The Ministry of Human Resources and Social Security announces that the country is working to make its traditional industries smarter and more eco-friendly to help create jobs.

By Maggie Mancini

With its industrial upgrade creating new opportunities and strengthening policy support to boost employment, China is beefing up efforts from both the supply and demand sides to help young people secure jobs. China is expected to see over 11.7 million college graduates in 2024, and the number of job-seekers has continued to grow, according to the Ministry of Human Resources and Social Security.  

“China’s current employment situation is on the mend as the economy picks up momentum,” says Mo Rong, president of the Chinese Academy of Labour and Social Security. “Despite challenges, positive factors such as economic growth and policy support continue to bolster the job market.”  

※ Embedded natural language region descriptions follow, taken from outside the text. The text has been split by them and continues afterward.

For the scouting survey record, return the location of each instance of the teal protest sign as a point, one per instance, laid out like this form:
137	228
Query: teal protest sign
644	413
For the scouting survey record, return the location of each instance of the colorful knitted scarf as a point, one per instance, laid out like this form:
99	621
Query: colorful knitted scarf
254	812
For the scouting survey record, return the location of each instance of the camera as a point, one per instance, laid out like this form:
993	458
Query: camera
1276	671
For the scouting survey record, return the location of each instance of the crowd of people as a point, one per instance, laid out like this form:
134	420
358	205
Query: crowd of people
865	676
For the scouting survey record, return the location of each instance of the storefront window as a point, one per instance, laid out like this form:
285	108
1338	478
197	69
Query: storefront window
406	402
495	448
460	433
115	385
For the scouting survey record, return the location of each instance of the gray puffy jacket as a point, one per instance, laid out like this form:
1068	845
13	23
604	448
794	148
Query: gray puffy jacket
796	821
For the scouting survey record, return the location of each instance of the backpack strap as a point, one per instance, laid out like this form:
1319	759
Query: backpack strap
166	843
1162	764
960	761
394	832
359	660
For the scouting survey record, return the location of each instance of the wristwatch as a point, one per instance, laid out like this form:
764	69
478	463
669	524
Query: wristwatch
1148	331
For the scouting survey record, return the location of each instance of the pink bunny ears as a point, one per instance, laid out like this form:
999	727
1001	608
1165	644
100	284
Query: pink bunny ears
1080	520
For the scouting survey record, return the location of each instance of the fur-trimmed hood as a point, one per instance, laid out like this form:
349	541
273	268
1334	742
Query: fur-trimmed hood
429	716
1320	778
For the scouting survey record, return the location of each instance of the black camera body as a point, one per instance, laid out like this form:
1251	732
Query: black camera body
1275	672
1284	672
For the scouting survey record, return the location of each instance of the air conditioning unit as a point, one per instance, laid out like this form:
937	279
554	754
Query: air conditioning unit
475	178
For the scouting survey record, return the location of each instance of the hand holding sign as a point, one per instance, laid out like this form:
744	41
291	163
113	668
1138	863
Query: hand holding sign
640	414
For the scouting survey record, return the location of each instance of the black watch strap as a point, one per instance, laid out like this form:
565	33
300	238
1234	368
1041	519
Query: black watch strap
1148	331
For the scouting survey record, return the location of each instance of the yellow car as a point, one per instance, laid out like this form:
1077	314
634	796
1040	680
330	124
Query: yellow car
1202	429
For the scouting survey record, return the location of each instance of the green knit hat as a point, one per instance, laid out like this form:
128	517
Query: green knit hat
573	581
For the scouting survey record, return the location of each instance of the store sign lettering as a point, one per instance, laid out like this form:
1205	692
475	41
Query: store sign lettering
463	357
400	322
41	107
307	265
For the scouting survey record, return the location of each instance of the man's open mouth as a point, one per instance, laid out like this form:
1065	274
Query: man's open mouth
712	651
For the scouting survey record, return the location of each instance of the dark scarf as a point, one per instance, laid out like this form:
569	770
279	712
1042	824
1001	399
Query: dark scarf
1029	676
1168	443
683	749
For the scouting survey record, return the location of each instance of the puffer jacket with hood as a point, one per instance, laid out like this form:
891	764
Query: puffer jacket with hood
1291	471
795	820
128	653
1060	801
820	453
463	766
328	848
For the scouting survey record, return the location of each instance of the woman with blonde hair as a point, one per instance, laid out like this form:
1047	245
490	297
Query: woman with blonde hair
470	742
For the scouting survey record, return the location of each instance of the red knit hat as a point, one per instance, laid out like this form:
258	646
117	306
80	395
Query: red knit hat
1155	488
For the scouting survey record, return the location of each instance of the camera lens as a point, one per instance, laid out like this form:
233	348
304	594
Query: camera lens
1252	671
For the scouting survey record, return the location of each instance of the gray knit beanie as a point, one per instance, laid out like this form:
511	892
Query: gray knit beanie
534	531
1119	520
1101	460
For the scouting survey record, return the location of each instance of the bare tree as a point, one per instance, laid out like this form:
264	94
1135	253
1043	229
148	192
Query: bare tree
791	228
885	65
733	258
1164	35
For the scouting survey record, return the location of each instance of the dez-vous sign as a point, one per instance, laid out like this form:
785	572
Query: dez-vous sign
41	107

China’s progress in technological innovation and industrial upgrading is catalyzing a boom in job opportunities, and an increasing number of young people are eyeing opportunities in high-tech and emerging industries such as artificial intelligence, big data, and smart manufacturing. 

In a manufacturing company in southwest China’s Chongqing Municipality, hundreds of new jobs such as supply chain manager and precision mold designer sprung up after the company’s pivot to smart manufacturing. The company now needs talent with higher education and skills, according to its manager. 

“Industrial upgrading is reshaping the talent structure of enterprises, and college graduates can adapt to these changes more easily as they are well-acquainted with the internet and more versatile,” says Li Qiang, executive vice president of, a human resources platform. 

With developing new quality productive forces high on this year’s agenda, China is doubling down on its efforts to make traditional industries more sophisticated, smarter and more eco-friendly, fostering emerging and future-oriented industries, and opening new fields such as quantum technology and life sciences. 

According to Wang Xiaoping, minister of MHRSS, the country will beef up support for major employment drivers such as private, small and medium-sized companies, and boost the development of digital, elderly care, and green sectors to play a greater role in creating jobs. 

“Many new jobs and occupations will emerge, providing young people with fresh career choices and new space for development,” says Wang Jinsong, dean of the Graduate School of Tianjin University of Technology. 

As China transitions from traditional to new growth drivers, there’s a burgeoning demand for talent. However, there’s also a noticeable gap between the requirements of enterprises and the knowledge structure and technical skills of job applicants. 

To better help young job-seekers adapt to market demand, this year’s government work report has underlined improving the quality of education and vocational training. 

Wu De, president of Sichuan Agricultural University, says that the university has been canceling or optimizing majors with low employment rates since 2020 and placing greater emphasis on practical training. 

“Our students are now more adaptive and have a wider range of career choices, with the proportion of graduates pursuing higher education, getting employed or starting businesses jumping from 87.2 percent in 2020 to 90.5 percent in 2023,” Wu says. 

To meet the surging market demand for skilled professionals, China provided government-subsidized vocational training to 18 million people in 2023, with a special focus on key sectors such as advanced manufacturing and modern services, according to the MHRSS. 

The country has set aside 66.7 billion yuan (about 9.39 billion U.S. dollars) for employment subsidies this year, with a particular focus on the employment and entrepreneurship of college graduates, rural migrant workers, and other key populations. 

The country has vowed to continue to strengthen measures to promote youth employment, expand market-oriented channels, and provide better guidance for employment and entrepreneurship.